Injecting Faults
It is easy to inject failures into applications by using the HTTPRoute resource to redirect a percentage of traffic to a specific backend. This backend is completely flexible and can return whatever responses you want - 500s, timeouts or even crazy payloads.
The books demo is a great way to show off this behavior. The overall topology looks like:
In this guide, you will split some of the requests from webapp
to books
.
Most requests will end up at the correct books
destination, however some of
them will be redirected to a faulty backend. This backend will return 500s for
every request and inject faults into the webapp
service. No code changes are
required and as this method is configuration driven, it is a process that can be
added to integration tests and CI pipelines.

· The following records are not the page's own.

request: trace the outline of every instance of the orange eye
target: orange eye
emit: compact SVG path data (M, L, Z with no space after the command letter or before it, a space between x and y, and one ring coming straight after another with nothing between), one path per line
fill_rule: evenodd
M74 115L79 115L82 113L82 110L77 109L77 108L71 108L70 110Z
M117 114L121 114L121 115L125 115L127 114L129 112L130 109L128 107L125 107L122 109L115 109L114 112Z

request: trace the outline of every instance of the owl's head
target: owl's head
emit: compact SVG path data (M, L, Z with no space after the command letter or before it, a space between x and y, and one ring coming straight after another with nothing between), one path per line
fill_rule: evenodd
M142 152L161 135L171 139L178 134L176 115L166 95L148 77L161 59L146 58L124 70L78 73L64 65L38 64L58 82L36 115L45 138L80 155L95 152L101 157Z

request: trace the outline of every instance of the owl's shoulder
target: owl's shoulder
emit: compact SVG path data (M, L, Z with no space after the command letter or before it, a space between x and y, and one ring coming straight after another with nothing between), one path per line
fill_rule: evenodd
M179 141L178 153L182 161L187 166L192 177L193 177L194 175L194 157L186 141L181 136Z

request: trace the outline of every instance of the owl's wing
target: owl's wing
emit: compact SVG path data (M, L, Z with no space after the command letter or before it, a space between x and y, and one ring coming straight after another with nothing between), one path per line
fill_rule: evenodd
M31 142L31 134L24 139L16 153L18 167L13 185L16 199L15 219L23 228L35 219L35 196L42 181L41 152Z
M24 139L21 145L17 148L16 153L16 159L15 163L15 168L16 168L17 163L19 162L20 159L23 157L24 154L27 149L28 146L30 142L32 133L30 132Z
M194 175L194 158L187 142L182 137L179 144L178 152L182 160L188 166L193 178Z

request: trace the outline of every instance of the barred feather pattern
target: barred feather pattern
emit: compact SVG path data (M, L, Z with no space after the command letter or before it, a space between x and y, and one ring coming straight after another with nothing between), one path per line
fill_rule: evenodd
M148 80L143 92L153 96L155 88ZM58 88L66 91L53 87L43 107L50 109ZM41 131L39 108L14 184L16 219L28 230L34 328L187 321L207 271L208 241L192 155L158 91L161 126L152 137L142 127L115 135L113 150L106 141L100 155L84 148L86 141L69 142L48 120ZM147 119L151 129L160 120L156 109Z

If you are really living the chaos
engineering lifestyle, fault injection could even be used in production.
Prerequisites
To use this guide, you’ll need a Kubernetes cluster running:
- Linkerd and Linkerd-Viz. If you haven’t installed these yet, follow the Installing Linkerd Guide.
Setup the service
First, add the books sample application to your cluster:
kubectl create ns booksapp && \
linkerd inject https://run.linkerd.io/booksapp.yml | \
kubectl -n booksapp apply -f -
As this manifest is used as a demo elsewhere, it has been configured with an error rate. To show how fault injection works, the error rate needs to be removed so that there is a reliable baseline. To increase success rate for booksapp to 100%, run:
kubectl -n booksapp patch deploy authors \
--type='json' \
-p='[{"op":"remove", "path":"/spec/template/spec/containers/0/env/2"}]'
After a little while, the stats will show 100% success rate. You can verify this by running:
linkerd viz -n booksapp stat-inbound deploy
The output will end up looking at little like:
NAME SERVER ROUTE TYPE SUCCESS RPS LATENCY_P50 LATENCY_P95 LATENCY_P99
authors [default]:4191 [default] 100.00% 0.20 0ms 1ms 1ms
authors [default]:7001 [default] 100.00% 3.00 2ms 36ms 43ms
books [default]:4191 [default] 100.00% 0.23 4ms 4ms 4ms
books [default]:7002 [default] 100.00% 3.60 2ms 2ms 2ms
traffic [default]:4191 [default] 100.00% 0.22 0ms 3ms 1ms
webapp [default]:4191 [default] 100.00% 0.72 4ms 5ms 1ms
webapp [default]:7000 [default] 100.00% 3.25 2ms 2ms 65ms
Create the faulty backend
Injecting faults into booksapp requires a service that is configured to return errors. To do this, you can start NGINX and configure it to return 500s by running:
cat <<EOF | linkerd inject - | kubectl apply -f -
apiVersion: v1
kind: ConfigMap
metadata:
name: error-injector
namespace: booksapp
data:
nginx.conf: |-
events {}
http {
server {
listen 8080;
location / {
return 500;
}
}
}
---
apiVersion: apps/v1
kind: Deployment
metadata:
name: error-injector
namespace: booksapp
labels:
app: error-injector
spec:
selector:
matchLabels:
app: error-injector
replicas: 1
template:
metadata:
labels:
app: error-injector
spec:
containers:
- name: nginx
image: nginx:alpine
volumeMounts:
- name: nginx-config
mountPath: /etc/nginx/nginx.conf
subPath: nginx.conf
volumes:
- name: nginx-config
configMap:
name: error-injector
---
apiVersion: v1
kind: Service
metadata:
name: error-injector
namespace: booksapp
spec:
ports:
- name: service
port: 8080
selector:
app: error-injector
EOF
Inject faults
With booksapp and NGINX running, it is now time to partially split the traffic
between an existing backend, books
, and the newly created
error-injector
. This is done by adding an
HTTPRoute configuration to your cluster:
cat <<EOF | kubectl apply -f -
apiVersion: policy.linkerd.io/v1beta2
kind: HTTPRoute
metadata:
name: error-split
namespace: booksapp
spec:
parentRefs:
- name: books
kind: Service
group: core
port: 7002
rules:
- backendRefs:
- name: books
port: 7002
weight: 90
- name: error-injector
port: 8080
weight: 10
EOF
Note
Two versions of the HTTPRoute resource may be used with Linkerd:
- The upstream version provided by the Gateway API, with the
gateway.networking.k8s.io
API group - A Linkerd-specific CRD provided by Linkerd, with the
policy.linkerd.io
API group
The two HTTPRoute resource definitions are similar, but the Linkerd version implements experimental features not yet available with the upstream Gateway API resource definition. See the HTTPRoute reference documentation for details.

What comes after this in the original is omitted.